The Commission found that the Italian measure will compensate for damages suffered by Alitalia which are directly linked to the coronavirus outbreak that qualifies as exceptional occurrence. The damage is calculated as the loss of profitability on certain routes due to the travel restrictions and other containment measures during the relevant period. It also found that the measure is proportionate, as the route-by-route quantitative analysis submitted by Italy appropriately identifies the damage attributable to the containment measures, and therefore the compensation does not exceed what is necessary to make good the damage on those routes.
On this basis, the Commission concluded that the additional Italian damage compensation measure is in line with EU State aid rules.
Based on complaints received, on 23 April 2018 the Commission opened a formal investigation procedure on €900 million loans granted to Alitalia by Italy in 2017. On 28 February 2020, the Commission opened a separate formal investigation procedure on an additional €400 million loan granted by Italy in October 2019. Both investigations are ongoing.

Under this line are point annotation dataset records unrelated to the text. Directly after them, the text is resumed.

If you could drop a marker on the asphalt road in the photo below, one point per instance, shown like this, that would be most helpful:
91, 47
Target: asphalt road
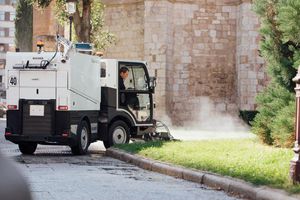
53, 173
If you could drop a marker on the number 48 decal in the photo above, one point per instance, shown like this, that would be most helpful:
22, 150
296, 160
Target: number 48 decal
13, 81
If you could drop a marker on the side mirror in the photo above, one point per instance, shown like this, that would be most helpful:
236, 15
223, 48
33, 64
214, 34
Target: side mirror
152, 84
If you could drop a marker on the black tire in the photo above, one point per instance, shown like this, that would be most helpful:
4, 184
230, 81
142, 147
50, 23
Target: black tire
83, 139
27, 148
118, 133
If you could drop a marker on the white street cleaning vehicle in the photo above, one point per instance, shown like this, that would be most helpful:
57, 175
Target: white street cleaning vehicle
73, 98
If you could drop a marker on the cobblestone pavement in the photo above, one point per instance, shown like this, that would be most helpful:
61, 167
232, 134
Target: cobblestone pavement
53, 173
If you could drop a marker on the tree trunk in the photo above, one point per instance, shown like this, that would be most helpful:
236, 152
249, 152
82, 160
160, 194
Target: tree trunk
82, 23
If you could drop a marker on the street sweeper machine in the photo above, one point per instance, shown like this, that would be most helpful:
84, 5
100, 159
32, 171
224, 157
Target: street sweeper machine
72, 97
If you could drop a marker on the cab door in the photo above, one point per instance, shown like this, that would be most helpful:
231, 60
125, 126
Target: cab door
137, 98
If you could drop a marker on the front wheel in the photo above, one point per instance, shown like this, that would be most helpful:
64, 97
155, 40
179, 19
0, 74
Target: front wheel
118, 133
83, 139
27, 148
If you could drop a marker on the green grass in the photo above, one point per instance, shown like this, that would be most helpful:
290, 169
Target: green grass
244, 159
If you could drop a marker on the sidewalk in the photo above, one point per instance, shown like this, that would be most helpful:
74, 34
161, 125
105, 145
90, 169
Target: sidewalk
230, 185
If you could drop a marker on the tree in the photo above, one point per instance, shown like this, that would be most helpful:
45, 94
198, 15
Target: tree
279, 46
23, 25
88, 21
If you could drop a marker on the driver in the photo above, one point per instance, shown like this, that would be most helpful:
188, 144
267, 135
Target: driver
127, 98
124, 71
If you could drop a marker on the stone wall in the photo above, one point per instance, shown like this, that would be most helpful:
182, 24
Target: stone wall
45, 27
126, 20
251, 73
195, 48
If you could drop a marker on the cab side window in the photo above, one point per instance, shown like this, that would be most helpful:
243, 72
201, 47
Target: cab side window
103, 70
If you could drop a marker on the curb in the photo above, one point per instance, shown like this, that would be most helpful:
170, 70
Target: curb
229, 185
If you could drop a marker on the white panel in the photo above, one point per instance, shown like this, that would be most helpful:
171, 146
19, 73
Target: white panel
85, 76
62, 79
36, 110
63, 97
37, 78
12, 92
78, 102
43, 93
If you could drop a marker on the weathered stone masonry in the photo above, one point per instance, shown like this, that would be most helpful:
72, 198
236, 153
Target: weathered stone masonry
197, 48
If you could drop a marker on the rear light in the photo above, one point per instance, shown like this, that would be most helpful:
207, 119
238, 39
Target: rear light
66, 133
12, 107
62, 107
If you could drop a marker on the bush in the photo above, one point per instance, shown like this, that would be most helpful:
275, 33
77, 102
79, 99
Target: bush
280, 26
274, 124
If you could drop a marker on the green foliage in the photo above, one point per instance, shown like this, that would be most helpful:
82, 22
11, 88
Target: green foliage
23, 25
245, 159
289, 20
275, 104
280, 28
100, 37
282, 128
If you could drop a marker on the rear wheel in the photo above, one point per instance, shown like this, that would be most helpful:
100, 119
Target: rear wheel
118, 134
83, 139
27, 148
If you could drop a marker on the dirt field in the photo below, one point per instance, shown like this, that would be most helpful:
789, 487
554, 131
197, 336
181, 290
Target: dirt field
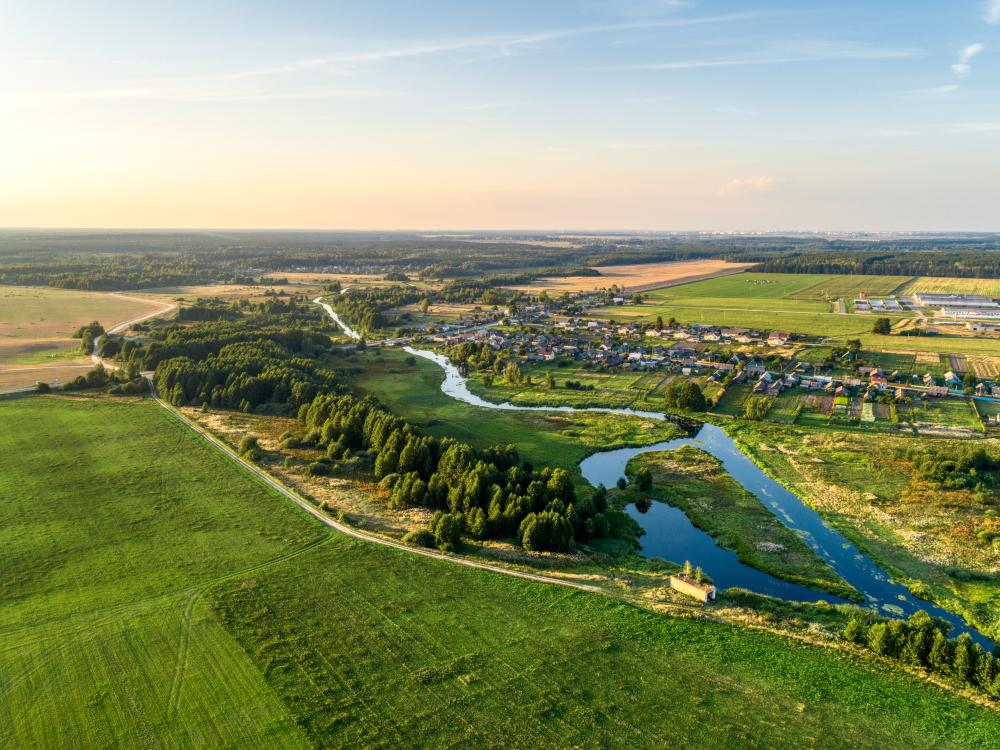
36, 325
18, 377
42, 313
639, 277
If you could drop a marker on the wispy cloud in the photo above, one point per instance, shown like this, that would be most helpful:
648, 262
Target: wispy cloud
946, 88
991, 11
965, 55
786, 54
747, 185
502, 44
974, 127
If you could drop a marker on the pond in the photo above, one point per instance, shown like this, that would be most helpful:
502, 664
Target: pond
670, 534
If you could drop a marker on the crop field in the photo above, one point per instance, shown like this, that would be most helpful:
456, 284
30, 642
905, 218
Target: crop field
113, 521
731, 401
986, 287
34, 313
638, 276
798, 303
851, 286
555, 439
374, 648
786, 407
36, 325
153, 594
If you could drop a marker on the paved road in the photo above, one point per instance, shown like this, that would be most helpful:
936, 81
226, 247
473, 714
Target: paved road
164, 309
343, 528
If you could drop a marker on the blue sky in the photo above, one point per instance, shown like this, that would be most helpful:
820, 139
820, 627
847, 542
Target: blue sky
643, 114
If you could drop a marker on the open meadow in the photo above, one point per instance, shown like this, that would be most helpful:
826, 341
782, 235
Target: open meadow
636, 277
985, 287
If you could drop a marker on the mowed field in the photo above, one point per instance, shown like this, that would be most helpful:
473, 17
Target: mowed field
637, 277
152, 595
987, 287
797, 303
36, 325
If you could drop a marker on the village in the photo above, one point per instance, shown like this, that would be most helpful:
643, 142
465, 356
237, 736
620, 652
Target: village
769, 362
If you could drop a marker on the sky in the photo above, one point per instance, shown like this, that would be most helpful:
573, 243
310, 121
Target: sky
466, 114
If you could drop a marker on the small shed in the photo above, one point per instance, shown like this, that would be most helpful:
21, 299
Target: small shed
701, 591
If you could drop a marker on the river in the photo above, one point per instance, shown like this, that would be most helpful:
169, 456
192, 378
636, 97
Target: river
669, 533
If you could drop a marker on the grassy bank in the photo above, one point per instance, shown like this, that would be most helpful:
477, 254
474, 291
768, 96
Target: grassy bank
930, 538
152, 594
695, 482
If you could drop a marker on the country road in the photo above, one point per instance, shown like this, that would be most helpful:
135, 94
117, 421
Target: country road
345, 529
164, 309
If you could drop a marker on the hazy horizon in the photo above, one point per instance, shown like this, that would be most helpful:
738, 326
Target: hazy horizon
576, 115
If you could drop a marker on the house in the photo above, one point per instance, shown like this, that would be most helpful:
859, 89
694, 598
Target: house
703, 592
952, 380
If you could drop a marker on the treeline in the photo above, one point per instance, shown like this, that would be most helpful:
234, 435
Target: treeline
922, 642
483, 493
296, 326
243, 376
958, 468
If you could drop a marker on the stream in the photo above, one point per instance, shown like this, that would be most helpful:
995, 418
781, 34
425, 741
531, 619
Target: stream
671, 535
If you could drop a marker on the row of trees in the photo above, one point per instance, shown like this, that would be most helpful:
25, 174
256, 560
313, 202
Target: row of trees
244, 376
491, 490
922, 642
366, 308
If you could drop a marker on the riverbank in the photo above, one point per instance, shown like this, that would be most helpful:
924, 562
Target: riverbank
695, 482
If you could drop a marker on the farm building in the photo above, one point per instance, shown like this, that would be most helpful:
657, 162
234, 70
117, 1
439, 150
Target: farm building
954, 300
701, 591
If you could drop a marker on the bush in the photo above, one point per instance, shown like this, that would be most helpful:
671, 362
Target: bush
249, 448
318, 469
422, 537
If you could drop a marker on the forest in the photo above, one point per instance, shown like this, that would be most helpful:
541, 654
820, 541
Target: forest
109, 261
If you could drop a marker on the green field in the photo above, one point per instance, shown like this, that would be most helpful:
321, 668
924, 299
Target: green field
860, 481
798, 303
114, 523
152, 595
549, 438
987, 287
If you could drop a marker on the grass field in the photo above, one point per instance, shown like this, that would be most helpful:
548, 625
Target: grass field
554, 439
114, 520
152, 595
638, 276
412, 653
798, 303
986, 287
695, 482
860, 481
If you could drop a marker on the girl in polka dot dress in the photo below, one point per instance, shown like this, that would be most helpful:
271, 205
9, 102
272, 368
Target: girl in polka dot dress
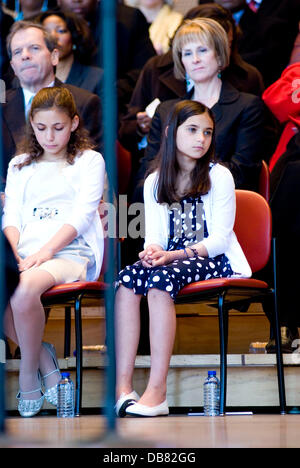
189, 217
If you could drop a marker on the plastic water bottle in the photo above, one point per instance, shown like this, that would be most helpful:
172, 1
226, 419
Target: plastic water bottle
65, 396
211, 395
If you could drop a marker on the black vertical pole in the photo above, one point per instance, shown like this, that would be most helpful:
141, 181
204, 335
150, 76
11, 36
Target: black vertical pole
2, 273
108, 23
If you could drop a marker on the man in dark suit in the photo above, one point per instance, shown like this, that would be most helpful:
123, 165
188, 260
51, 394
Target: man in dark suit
134, 46
33, 57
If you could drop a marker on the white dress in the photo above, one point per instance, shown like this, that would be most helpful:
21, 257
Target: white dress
47, 200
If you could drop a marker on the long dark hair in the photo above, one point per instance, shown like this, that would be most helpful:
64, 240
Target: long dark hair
166, 160
49, 98
84, 47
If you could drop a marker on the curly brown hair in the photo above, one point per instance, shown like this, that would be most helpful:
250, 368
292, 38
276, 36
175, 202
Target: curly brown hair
49, 98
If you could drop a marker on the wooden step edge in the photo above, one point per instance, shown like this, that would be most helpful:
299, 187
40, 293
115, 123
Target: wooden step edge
97, 360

Financial support from EU or national funds granted to health services or other public services to tackle the coronavirus situation falls outside the scope of State aid control. The same applies to any public financial support given directly to citizens. Similarly, public support measures that are available to all companies such as for example wage subsidies and suspension of payments of corporate and value added taxes or social contributions do not fall under State aid control and do not require the Commission’s approval under EU State aid rules. In all these cases, Member States can act immediately.
When State aid rules are applicable, Member States can design ample aid measures to support specific companies or sectors suffering from the consequences of the coronavirus outbreak in line with the existing EU State aid framework. On 13 March 2020, the Commission adopted a Communication on a Coordinated economic response to the COVID-19 outbreak setting out these possibilities.

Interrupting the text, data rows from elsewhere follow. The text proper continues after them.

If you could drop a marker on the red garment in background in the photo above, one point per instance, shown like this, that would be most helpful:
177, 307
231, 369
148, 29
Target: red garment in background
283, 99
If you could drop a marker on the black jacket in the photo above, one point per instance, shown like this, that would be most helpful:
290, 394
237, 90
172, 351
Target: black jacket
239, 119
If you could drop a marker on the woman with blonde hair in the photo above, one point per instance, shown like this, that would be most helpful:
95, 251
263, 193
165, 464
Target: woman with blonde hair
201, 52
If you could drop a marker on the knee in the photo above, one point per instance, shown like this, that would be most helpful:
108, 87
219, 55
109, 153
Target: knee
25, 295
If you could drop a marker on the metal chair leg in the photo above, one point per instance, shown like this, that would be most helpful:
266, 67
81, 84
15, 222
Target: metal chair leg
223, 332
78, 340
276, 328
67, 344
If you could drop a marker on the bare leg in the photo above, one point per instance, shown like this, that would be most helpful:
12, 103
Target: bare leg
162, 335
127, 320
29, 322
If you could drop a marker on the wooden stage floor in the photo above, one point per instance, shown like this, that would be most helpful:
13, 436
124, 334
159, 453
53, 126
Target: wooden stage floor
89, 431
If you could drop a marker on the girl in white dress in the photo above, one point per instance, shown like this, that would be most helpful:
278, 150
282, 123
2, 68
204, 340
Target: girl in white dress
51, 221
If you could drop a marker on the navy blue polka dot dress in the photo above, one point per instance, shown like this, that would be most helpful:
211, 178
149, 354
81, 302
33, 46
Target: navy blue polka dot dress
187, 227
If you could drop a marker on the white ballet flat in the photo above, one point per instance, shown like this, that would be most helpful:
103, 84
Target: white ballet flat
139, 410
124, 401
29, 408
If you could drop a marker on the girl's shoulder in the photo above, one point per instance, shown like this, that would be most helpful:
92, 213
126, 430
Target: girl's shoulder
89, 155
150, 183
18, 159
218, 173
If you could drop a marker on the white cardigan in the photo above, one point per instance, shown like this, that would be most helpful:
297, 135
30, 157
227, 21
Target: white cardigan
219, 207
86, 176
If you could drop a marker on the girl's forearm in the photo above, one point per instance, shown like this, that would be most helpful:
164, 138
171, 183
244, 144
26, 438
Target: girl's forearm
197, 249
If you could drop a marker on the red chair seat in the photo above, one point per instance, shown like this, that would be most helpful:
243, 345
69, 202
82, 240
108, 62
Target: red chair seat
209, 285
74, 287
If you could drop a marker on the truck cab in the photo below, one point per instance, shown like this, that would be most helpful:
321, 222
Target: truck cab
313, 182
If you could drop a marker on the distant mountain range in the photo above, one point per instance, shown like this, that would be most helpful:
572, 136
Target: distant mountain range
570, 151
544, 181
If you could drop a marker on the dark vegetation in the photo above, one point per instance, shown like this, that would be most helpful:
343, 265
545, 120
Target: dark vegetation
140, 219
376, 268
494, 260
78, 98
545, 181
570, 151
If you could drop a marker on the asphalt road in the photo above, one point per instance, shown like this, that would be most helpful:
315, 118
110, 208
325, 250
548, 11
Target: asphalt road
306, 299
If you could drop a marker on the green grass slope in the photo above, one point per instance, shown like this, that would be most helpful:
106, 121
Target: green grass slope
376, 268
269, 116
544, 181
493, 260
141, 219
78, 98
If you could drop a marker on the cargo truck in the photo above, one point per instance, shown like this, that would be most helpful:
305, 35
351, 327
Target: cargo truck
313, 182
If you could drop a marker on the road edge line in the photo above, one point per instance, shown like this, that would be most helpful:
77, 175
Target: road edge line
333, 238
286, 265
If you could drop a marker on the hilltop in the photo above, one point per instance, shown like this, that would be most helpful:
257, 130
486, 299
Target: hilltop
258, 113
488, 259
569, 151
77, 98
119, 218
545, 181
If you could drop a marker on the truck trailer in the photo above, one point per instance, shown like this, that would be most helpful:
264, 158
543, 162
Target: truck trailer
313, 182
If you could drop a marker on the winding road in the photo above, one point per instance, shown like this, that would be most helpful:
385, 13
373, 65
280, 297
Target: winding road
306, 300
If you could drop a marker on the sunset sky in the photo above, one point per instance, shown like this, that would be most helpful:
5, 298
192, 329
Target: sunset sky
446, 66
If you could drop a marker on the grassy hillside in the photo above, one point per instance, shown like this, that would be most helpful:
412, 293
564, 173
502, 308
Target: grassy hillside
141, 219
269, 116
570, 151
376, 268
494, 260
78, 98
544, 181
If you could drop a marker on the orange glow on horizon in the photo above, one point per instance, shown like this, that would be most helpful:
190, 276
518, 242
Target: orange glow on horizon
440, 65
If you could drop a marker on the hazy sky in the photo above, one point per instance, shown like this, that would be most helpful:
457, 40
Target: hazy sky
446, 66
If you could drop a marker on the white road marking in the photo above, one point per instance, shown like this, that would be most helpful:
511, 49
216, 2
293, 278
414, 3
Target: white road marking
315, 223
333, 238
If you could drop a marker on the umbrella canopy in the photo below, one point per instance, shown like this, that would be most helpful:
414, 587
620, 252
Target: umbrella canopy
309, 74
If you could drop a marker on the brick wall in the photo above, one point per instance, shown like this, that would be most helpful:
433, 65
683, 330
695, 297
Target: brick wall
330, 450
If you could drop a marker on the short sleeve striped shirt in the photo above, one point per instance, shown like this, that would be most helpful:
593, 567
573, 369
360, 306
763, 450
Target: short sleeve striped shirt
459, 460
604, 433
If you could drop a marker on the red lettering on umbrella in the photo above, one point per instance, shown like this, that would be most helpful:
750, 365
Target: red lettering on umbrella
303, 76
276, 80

In this respect, for example:
- Member States can compensate specific companies or specific sectors (in the form of schemes) for the damage suffered due and directly caused by exceptional occurrences, such as those caused by the coronavirus outbreak. This is foreseen by Article 107(2)(b)TFEU.

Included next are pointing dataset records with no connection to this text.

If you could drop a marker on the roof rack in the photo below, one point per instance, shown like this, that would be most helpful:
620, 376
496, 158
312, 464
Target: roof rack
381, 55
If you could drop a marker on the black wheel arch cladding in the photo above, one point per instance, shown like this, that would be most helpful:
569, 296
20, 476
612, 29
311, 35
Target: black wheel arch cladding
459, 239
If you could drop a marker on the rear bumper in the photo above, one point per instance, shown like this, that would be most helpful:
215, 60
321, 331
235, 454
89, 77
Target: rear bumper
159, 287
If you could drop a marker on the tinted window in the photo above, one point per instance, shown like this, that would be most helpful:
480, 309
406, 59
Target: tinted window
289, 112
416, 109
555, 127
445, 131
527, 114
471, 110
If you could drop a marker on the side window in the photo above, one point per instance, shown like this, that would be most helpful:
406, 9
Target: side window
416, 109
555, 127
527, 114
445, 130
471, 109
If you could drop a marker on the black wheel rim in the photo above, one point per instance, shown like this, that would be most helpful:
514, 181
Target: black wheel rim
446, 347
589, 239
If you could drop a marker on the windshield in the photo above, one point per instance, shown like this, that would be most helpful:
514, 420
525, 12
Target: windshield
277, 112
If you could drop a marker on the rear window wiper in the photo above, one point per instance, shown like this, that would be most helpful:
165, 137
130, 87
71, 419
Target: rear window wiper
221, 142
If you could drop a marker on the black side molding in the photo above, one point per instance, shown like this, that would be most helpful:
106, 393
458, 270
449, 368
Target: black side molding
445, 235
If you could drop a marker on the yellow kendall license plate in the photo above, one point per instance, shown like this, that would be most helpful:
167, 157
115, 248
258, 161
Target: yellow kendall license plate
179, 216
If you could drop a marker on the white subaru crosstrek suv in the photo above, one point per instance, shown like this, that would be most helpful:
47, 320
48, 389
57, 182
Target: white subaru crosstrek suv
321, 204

- State aid rules based on Article 107(3)(c) TFEU enable Member States to help companies cope with liquidity shortages and needing urgent rescue aid.
- This can be complemented by a variety of additional measures, such as under the de minimis Regulation and the General Block Exemption Regulation, which can also be put in place by Member States immediately, without involvement of the Commission.
In case of particularly severe economic situations, such as the one currently faced by all Member States due the coronavirus outbreak, EU State aid rules allow Member States to grant support to remedy a serious disturbance to their economy. This is foreseen by Article 107(3)(b) TFEU of the Treaty on the Functioning of the European Union.